ICICI's ATMs are breaking down traditional barriers across India. Nearly 2,000 of the machines can be found on street corners, at gasoline pumps, in office and shopping complexes, and even in rural locations. They are part of Kamath's strategy to transform ICICI from stodgy lender to corporations and state infrastructure projects to India's most technologically advanced and largest private bank. Since 1999, ICICI's customer base has soared from 100,000 to 15 million, about half of whom use ATMs. "The Indian customer is more than ready for transacting business with high technology," says Kamath, an engineer who got his MBA at the Indian Institute of Management at Ahmedabad before entering banking.

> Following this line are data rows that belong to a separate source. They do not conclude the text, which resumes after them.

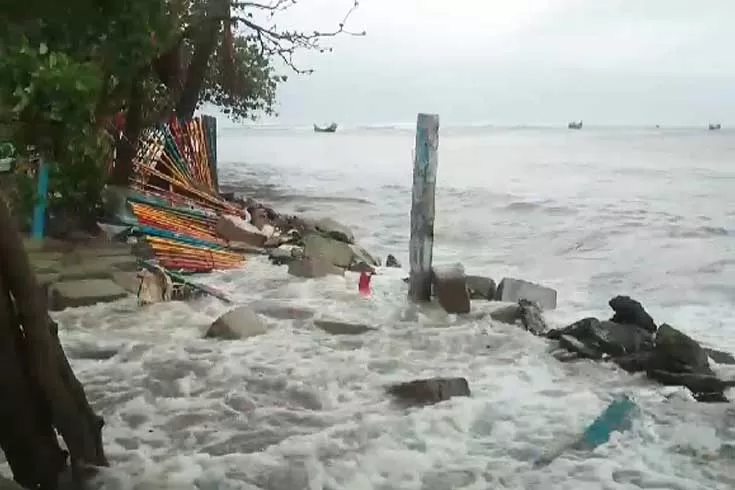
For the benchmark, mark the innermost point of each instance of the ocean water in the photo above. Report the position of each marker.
(593, 213)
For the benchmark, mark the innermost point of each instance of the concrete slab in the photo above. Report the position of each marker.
(128, 280)
(99, 267)
(84, 292)
(512, 290)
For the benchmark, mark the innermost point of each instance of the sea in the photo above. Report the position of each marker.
(645, 212)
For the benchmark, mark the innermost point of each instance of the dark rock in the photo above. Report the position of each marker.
(634, 363)
(720, 357)
(607, 337)
(360, 255)
(575, 345)
(428, 391)
(696, 383)
(481, 287)
(628, 310)
(512, 290)
(284, 312)
(235, 229)
(334, 229)
(342, 328)
(392, 261)
(531, 317)
(714, 397)
(617, 339)
(361, 267)
(507, 314)
(331, 250)
(581, 329)
(563, 355)
(240, 323)
(450, 287)
(676, 352)
(313, 267)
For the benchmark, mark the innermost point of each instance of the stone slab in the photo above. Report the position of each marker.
(450, 287)
(333, 251)
(512, 290)
(84, 292)
(99, 267)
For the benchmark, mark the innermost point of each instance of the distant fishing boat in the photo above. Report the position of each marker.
(332, 128)
(575, 125)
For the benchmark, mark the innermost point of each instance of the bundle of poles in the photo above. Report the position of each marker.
(173, 169)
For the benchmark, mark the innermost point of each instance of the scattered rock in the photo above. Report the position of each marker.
(284, 312)
(285, 254)
(342, 328)
(507, 313)
(575, 346)
(334, 229)
(235, 229)
(155, 286)
(331, 250)
(634, 363)
(481, 287)
(531, 317)
(392, 261)
(676, 352)
(361, 267)
(313, 267)
(628, 310)
(450, 286)
(84, 292)
(432, 390)
(611, 338)
(720, 357)
(362, 255)
(580, 329)
(512, 290)
(240, 323)
(247, 248)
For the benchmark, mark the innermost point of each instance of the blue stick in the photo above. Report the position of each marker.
(39, 212)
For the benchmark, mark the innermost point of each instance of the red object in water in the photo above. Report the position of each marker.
(364, 284)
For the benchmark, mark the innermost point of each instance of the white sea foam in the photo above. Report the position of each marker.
(298, 408)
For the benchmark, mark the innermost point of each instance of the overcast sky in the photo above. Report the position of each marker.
(518, 62)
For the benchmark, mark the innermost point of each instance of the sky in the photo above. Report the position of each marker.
(665, 62)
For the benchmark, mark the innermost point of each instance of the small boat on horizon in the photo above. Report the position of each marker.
(332, 128)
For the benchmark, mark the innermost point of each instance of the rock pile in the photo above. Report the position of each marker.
(632, 340)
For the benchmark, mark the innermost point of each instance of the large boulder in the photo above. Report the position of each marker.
(342, 328)
(335, 229)
(314, 267)
(450, 287)
(628, 310)
(236, 229)
(680, 360)
(481, 287)
(331, 250)
(676, 352)
(240, 323)
(428, 391)
(512, 290)
(607, 338)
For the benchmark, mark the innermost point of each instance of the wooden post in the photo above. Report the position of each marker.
(422, 206)
(39, 211)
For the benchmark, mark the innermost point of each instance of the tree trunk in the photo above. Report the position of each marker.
(205, 43)
(39, 390)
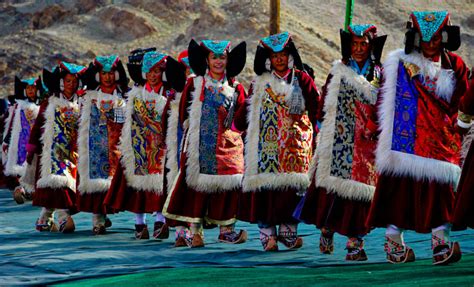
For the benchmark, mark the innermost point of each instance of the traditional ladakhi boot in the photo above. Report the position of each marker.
(444, 251)
(288, 235)
(355, 249)
(326, 241)
(141, 231)
(269, 239)
(227, 234)
(397, 251)
(161, 230)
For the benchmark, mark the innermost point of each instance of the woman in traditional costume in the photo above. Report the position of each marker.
(209, 182)
(19, 122)
(138, 184)
(100, 126)
(53, 141)
(418, 152)
(344, 178)
(279, 124)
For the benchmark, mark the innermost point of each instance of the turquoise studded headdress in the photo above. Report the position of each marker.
(106, 63)
(429, 23)
(363, 29)
(216, 47)
(423, 25)
(30, 81)
(151, 59)
(276, 42)
(111, 63)
(71, 68)
(20, 86)
(198, 53)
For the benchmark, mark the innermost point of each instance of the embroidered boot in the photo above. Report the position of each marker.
(66, 224)
(326, 241)
(108, 222)
(141, 231)
(98, 222)
(288, 235)
(183, 237)
(46, 221)
(198, 236)
(444, 251)
(397, 251)
(355, 249)
(161, 230)
(268, 239)
(19, 195)
(227, 234)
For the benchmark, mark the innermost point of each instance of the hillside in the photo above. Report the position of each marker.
(35, 34)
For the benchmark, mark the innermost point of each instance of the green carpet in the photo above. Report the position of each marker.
(419, 273)
(29, 257)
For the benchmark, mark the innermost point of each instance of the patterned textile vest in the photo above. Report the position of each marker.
(23, 119)
(100, 126)
(418, 138)
(142, 141)
(174, 138)
(279, 144)
(345, 157)
(59, 154)
(215, 160)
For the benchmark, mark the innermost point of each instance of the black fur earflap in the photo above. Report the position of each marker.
(135, 72)
(298, 64)
(454, 38)
(134, 65)
(236, 60)
(19, 89)
(51, 80)
(377, 47)
(197, 58)
(175, 74)
(261, 56)
(410, 38)
(346, 39)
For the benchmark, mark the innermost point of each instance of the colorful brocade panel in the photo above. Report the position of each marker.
(27, 119)
(417, 108)
(220, 149)
(104, 134)
(285, 141)
(64, 142)
(353, 155)
(147, 136)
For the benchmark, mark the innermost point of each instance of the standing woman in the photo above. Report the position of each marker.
(23, 116)
(463, 216)
(100, 125)
(137, 185)
(418, 151)
(54, 141)
(279, 141)
(209, 183)
(342, 187)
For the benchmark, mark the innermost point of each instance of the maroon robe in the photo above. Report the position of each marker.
(62, 198)
(121, 196)
(328, 209)
(188, 204)
(412, 204)
(273, 206)
(463, 216)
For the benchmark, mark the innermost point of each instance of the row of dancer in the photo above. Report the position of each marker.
(212, 154)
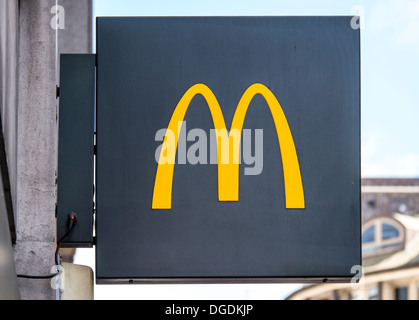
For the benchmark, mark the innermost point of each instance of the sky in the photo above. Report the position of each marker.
(389, 104)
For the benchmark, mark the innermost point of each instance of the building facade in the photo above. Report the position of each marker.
(390, 242)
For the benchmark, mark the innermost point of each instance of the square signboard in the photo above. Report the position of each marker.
(178, 198)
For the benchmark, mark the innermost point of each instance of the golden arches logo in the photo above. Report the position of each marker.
(228, 171)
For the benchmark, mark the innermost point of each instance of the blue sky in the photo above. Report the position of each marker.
(390, 102)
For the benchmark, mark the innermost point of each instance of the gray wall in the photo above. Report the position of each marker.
(8, 91)
(34, 146)
(36, 125)
(8, 103)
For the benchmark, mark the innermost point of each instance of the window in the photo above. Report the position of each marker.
(368, 235)
(382, 235)
(401, 293)
(373, 294)
(389, 231)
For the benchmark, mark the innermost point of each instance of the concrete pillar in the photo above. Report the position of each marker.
(9, 33)
(76, 37)
(36, 151)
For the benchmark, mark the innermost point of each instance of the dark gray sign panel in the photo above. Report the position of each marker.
(296, 219)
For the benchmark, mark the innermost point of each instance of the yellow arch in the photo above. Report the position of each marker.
(228, 172)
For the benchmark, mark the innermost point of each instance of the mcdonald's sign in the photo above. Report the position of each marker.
(228, 172)
(227, 149)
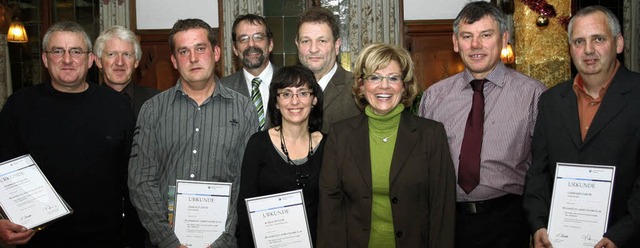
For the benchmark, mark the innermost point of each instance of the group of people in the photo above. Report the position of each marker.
(474, 169)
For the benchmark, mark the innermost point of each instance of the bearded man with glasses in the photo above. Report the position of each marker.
(80, 135)
(252, 44)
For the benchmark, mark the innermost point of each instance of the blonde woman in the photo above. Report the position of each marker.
(387, 178)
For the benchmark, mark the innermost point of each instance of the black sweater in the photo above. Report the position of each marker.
(81, 142)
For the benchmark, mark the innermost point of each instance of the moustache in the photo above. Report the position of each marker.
(252, 50)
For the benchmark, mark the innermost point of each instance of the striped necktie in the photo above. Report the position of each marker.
(256, 98)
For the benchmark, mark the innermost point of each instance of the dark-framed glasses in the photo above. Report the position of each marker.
(256, 38)
(73, 52)
(301, 95)
(376, 79)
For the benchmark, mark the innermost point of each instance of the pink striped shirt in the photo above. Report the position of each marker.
(511, 100)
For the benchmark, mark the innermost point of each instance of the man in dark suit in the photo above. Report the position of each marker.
(592, 119)
(118, 54)
(318, 43)
(252, 44)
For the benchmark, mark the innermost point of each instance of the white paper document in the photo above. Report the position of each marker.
(200, 211)
(279, 220)
(26, 196)
(580, 204)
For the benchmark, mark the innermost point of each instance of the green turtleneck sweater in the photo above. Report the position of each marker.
(381, 128)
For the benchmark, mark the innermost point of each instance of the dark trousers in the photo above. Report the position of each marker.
(495, 223)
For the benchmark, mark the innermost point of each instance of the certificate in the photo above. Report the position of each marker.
(580, 204)
(26, 196)
(200, 211)
(279, 220)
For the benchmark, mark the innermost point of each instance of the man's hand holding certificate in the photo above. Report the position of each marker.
(26, 196)
(580, 204)
(200, 211)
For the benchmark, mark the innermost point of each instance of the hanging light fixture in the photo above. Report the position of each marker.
(507, 55)
(17, 33)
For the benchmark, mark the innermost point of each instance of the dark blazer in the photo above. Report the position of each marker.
(339, 103)
(613, 139)
(422, 185)
(237, 82)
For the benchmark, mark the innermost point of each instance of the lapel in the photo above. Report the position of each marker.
(613, 102)
(569, 109)
(359, 147)
(335, 87)
(405, 142)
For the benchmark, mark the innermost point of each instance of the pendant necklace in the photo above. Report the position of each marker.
(302, 174)
(384, 139)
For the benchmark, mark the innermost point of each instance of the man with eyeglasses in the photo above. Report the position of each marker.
(252, 44)
(489, 112)
(197, 131)
(80, 136)
(118, 54)
(318, 42)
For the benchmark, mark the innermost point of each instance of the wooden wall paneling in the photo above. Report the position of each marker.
(155, 68)
(431, 48)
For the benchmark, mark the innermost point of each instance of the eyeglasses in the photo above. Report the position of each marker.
(73, 52)
(301, 95)
(376, 79)
(256, 38)
(125, 55)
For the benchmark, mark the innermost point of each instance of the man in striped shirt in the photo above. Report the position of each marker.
(196, 130)
(489, 210)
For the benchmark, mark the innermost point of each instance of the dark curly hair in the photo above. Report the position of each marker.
(295, 76)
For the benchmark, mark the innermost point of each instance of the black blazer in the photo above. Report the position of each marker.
(613, 139)
(421, 189)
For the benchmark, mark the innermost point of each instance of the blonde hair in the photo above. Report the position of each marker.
(378, 56)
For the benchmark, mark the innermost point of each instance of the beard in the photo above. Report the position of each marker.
(253, 64)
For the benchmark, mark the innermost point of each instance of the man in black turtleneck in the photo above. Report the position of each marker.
(80, 136)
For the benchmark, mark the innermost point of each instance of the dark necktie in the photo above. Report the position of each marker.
(469, 167)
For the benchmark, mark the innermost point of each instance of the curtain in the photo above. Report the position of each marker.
(114, 12)
(5, 71)
(631, 31)
(371, 21)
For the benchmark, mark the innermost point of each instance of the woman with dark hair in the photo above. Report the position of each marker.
(288, 155)
(387, 177)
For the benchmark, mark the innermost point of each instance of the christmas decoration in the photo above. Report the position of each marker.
(542, 21)
(546, 11)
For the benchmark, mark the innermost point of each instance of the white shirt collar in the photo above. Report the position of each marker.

Kamath, now 57 and an ICICI veteran, was appointed chief executive of the Bombay bank in 1996. India's middle class was starting to assert itself, but a sluggish ICICI was not prepared to seize the moment. So he gave generous handshakes to complacent old-timers and hired hundreds of young managers, offering them "freedom and motivation" in a new meritocratic culture. The average employee is now 26, and most managers are in their early 30s. Kamath wrote off $1.5 billion in nonperforming loans, and diversified into consumer finance -- a big risk for an Indian bank, since for decades consumers came last in the closed socialist economy.
Today, ICICI controls a third of India's banking market. Assets are up from $1.4 billion in 1999 to $38 billion. The bank is even going global. By using low-cost India for back-office work, ICICI's Canada branch can offer depositors rates 25 basis points higher than rivals. "We want to be the No. 1 provider of financial services worldwide," Kamath declares.
That's a bold statement, but Kamath has played his part in bringing Indian banking up to global standards and beyond. Watch for those ICICI ATMs on street corners all over Asia.